There may not be much to glean from a game against such an overmatched opponent, but the win puts the Vikings at 2-1 -- a good position as they head to Soldier Field for their second NFC North showdown next Sunday.
Knock on wood if you're with me.
QB breakdown: Kirk Cousins earned a much-needed win, restoring some confidence in the quarterback's ability to orchestrate this offense. Cousins completed 15 of 21 passing for 174 yards and a touchdown and finished with a 112.0 passer rating. Most importantly, Cousins didn't turn the ball over and looked confident and in control. The Vikings carved out such a sizable lead that they didn't have to throw in the fourth quarter. Now Cousins needs to perform this way against a stronger opponent. Check back next week when the Vikings play the Bears.

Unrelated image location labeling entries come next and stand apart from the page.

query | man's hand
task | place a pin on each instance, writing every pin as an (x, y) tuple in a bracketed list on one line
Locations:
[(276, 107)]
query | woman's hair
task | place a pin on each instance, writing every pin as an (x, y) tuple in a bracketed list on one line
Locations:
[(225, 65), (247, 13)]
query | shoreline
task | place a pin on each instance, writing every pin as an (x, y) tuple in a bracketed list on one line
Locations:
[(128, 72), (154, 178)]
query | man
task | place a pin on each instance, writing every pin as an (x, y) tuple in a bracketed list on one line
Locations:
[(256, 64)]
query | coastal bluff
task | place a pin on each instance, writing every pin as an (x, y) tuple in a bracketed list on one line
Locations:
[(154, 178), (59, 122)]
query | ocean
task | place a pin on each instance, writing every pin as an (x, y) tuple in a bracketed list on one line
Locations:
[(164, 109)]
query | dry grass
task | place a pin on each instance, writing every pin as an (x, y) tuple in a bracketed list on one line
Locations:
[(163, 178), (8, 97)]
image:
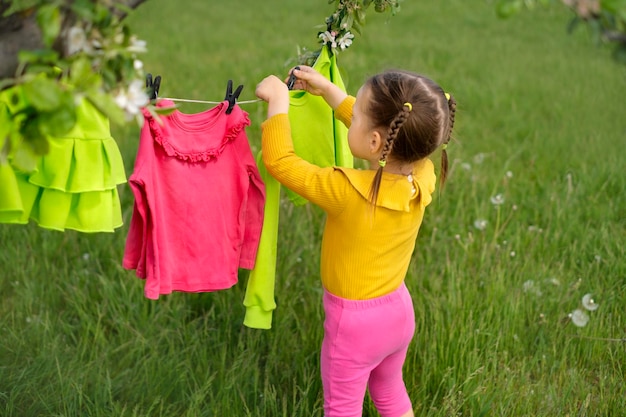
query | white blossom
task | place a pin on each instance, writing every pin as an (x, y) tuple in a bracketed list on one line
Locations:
[(346, 40), (579, 318), (137, 45), (328, 38), (589, 303), (76, 40)]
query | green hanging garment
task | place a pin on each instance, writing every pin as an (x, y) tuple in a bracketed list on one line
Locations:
[(320, 139), (74, 185), (317, 136)]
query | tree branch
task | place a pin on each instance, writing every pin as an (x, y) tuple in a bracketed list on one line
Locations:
[(19, 32)]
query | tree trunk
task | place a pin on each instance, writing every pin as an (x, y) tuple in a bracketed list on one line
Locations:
[(19, 31)]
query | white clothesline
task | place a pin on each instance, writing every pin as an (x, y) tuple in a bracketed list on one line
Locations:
[(207, 102)]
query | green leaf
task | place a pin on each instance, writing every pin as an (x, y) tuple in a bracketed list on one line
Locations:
[(19, 6), (37, 55), (43, 94), (82, 75), (49, 21)]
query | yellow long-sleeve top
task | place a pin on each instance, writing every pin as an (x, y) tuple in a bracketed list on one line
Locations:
[(365, 253)]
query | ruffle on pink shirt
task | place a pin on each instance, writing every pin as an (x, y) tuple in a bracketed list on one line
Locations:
[(230, 126)]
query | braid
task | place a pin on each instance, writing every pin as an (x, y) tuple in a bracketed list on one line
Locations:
[(444, 153), (392, 133)]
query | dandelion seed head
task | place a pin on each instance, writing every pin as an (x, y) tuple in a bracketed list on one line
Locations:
[(480, 224), (554, 281), (479, 158), (589, 303), (497, 199), (579, 318)]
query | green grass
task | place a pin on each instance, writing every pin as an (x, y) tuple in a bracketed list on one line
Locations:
[(540, 121)]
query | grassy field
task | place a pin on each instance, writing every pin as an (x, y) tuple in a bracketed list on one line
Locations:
[(532, 219)]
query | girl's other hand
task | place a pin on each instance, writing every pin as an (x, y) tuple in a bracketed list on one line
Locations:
[(310, 80), (275, 93)]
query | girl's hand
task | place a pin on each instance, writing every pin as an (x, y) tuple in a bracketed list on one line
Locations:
[(275, 93), (315, 83), (310, 80)]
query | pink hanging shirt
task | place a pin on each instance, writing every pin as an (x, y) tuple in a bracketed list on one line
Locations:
[(199, 201)]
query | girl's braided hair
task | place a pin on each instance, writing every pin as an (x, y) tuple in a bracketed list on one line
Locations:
[(413, 114)]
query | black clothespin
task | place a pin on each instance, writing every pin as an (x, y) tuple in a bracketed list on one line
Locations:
[(232, 97), (292, 79), (152, 88)]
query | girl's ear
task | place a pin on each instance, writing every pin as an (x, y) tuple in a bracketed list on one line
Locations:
[(375, 142)]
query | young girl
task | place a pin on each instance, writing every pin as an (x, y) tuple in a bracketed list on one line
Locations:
[(395, 122)]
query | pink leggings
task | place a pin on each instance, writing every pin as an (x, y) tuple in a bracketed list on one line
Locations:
[(364, 347)]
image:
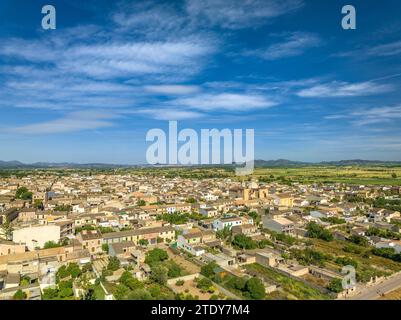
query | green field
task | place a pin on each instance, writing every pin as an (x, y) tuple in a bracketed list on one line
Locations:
[(290, 289), (349, 175)]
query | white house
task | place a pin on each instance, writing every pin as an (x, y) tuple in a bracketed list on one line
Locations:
[(220, 224)]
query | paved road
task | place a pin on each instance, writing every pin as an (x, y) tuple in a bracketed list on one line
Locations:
[(375, 292)]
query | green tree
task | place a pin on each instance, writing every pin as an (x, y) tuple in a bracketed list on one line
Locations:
[(143, 242), (174, 270), (38, 204), (114, 264), (50, 294), (317, 231), (121, 291), (74, 270), (51, 244), (159, 275), (359, 240), (335, 285), (89, 295), (155, 256), (244, 242), (7, 228), (19, 295), (23, 193), (129, 281), (255, 288), (208, 269)]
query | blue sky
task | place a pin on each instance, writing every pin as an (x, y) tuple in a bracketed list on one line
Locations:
[(91, 89)]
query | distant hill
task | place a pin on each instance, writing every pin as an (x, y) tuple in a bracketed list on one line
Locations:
[(284, 163), (356, 162), (44, 165)]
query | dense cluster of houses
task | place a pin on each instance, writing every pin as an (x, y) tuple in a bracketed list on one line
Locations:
[(83, 213)]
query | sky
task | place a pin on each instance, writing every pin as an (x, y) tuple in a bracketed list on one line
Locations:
[(90, 90)]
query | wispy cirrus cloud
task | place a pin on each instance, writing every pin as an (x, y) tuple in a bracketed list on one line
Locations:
[(337, 89), (237, 102), (238, 14), (382, 50), (170, 114), (369, 116), (73, 122), (293, 44), (376, 115), (172, 89)]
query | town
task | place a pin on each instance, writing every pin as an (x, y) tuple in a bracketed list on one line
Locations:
[(143, 234)]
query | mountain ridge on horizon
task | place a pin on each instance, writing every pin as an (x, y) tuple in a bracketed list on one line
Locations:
[(14, 164)]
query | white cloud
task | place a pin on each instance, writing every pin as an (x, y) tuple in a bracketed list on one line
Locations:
[(172, 89), (225, 102), (382, 50), (170, 114), (344, 89), (73, 122), (237, 14), (376, 115), (292, 45)]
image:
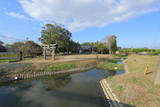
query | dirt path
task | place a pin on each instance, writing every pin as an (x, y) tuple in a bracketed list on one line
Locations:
[(12, 66)]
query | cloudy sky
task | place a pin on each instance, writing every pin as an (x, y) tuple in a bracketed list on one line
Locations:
[(135, 22)]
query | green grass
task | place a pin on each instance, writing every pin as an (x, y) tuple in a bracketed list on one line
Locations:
[(58, 67), (110, 65), (6, 60), (8, 55), (47, 68)]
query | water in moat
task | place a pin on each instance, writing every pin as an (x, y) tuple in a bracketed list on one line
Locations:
[(70, 90)]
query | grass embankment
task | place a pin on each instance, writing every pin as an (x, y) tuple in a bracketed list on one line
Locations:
[(51, 67), (135, 88), (110, 65)]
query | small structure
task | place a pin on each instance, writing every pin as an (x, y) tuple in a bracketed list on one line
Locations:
[(49, 49)]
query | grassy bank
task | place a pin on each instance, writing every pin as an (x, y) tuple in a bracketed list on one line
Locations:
[(50, 67), (110, 65), (135, 88)]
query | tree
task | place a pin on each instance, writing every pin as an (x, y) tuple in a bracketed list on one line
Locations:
[(112, 44), (32, 49), (56, 34), (28, 48), (2, 48)]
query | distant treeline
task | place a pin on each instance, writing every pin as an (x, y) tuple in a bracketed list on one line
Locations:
[(140, 50)]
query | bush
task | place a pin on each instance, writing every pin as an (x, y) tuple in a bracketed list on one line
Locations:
[(59, 67)]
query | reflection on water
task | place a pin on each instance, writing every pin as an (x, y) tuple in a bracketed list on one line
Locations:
[(71, 90)]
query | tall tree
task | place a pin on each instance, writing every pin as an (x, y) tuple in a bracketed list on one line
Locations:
[(112, 44), (56, 34), (2, 48)]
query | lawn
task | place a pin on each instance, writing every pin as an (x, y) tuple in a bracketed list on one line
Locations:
[(110, 65), (135, 88), (59, 66)]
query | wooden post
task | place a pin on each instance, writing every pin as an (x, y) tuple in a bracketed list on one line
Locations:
[(146, 70), (53, 54), (44, 53)]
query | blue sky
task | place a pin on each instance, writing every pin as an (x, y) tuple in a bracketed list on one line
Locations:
[(135, 26)]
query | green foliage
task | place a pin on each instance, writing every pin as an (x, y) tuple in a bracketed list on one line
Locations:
[(32, 48), (120, 88), (110, 65), (2, 48), (98, 47), (58, 67), (47, 68), (57, 34), (158, 99), (137, 50), (28, 48), (112, 44)]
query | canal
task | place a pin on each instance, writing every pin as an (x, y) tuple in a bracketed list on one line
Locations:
[(69, 90)]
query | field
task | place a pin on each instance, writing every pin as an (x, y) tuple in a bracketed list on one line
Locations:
[(134, 88)]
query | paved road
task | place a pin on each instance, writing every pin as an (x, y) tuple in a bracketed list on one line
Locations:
[(157, 79)]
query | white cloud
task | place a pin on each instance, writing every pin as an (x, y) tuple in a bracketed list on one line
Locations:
[(17, 15), (80, 14)]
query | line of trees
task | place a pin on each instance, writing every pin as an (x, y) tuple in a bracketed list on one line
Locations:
[(139, 50), (57, 34), (28, 48), (2, 48), (108, 46)]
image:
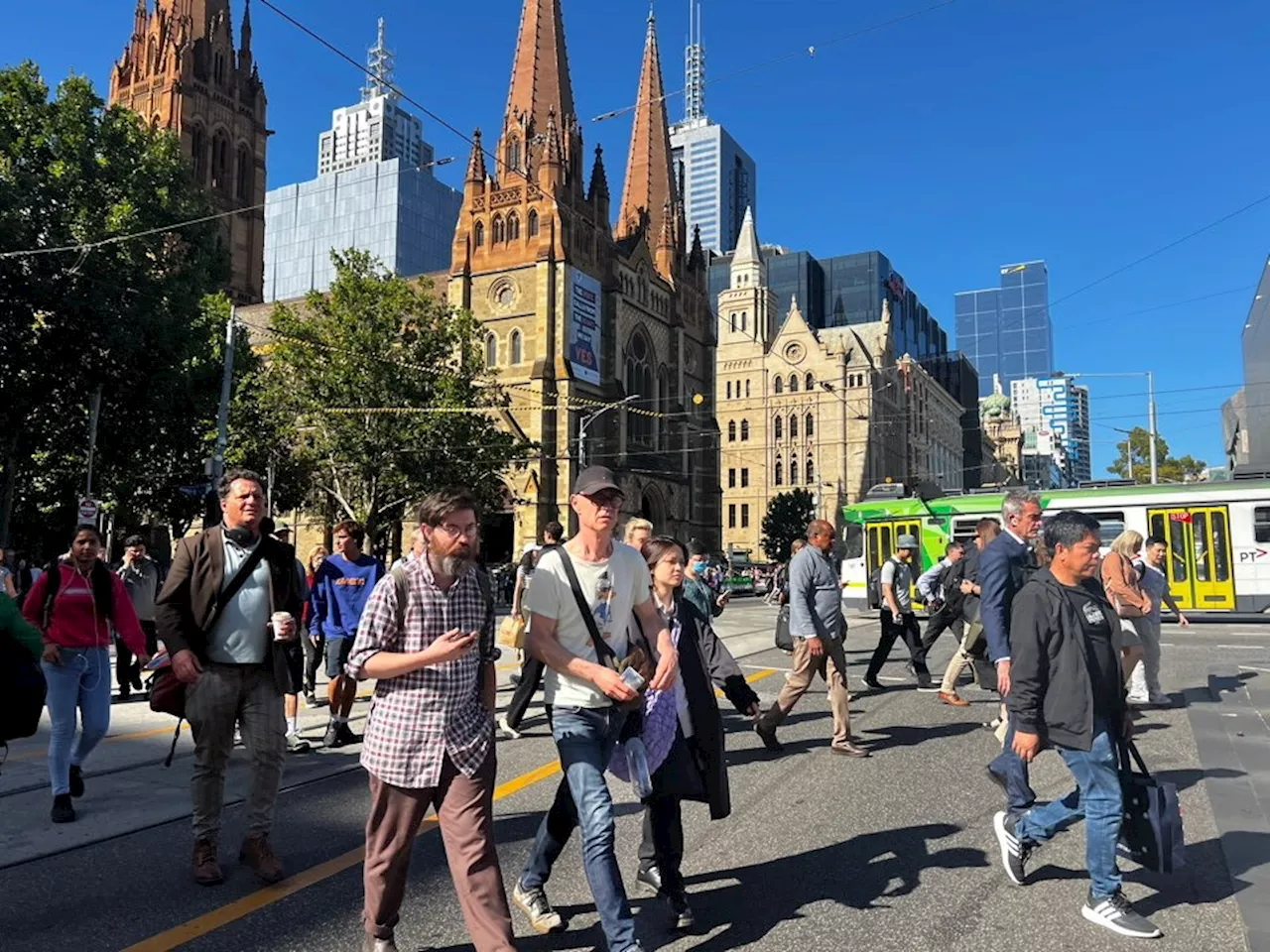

They are who we thought they were: Sunday's win felt like a preseason game. The Raiders are not a very good football team. Derek Carr is not a very good quarterback. This game was over well before halftime because of the way the Vikings outgained and outperformed their out-of-conference opponent from the very start. Carr made some horrendous decisions, missing wide-open receivers with poorly thrown passes (especially on third down), misfiring on a QB draw, handing an interception to Harrison Smith and compounding mistake after mistake on offense. It's still hard to fathom why any team would run up the gut against Minnesota's Linval Joseph on fourth-and-1, which should tell you everything you need to know about the state of this Raiders team. Defensively, Oakland sold out for the run (it didn't work -- the Vikings ran for 211 yards as a team), allowing Cousins to find success in the passing game.
Tough sledding ahead: Dalvin Cook looked fantastic, as he has in every game so far. His output has been the most consistent thing this offense has to offer, averaging 6.5 yards per rush in three games (57 carries, 375 yards, 3 touchdowns) while carving out an important role in the passing game (4 receptions, 33 yards against the Raiders). Cook became the first player to notch 100 rushing yards with a rushing touchdown in each of the first three games of a season since DeMarco Murray did it with the Dallas Cowboys in 2014. Cook became the first player in Vikings history to rush for 100 yards in each of the team's first three games and the first Minnesota player with 100 yards rushing in three consecutive games since Adrian Peterson in 2015. Minnesota may need to change up the way it uses Cook against a Bears run defense that is allowing just 3.0 yards per rush and holding opponents to under 70 yards rushing per game. Taking a page out of Matt Nagy's book by drawing up some misdirection plays out of the backfield and using Cook more regularly as a receiver could be the trick against a tough run defense.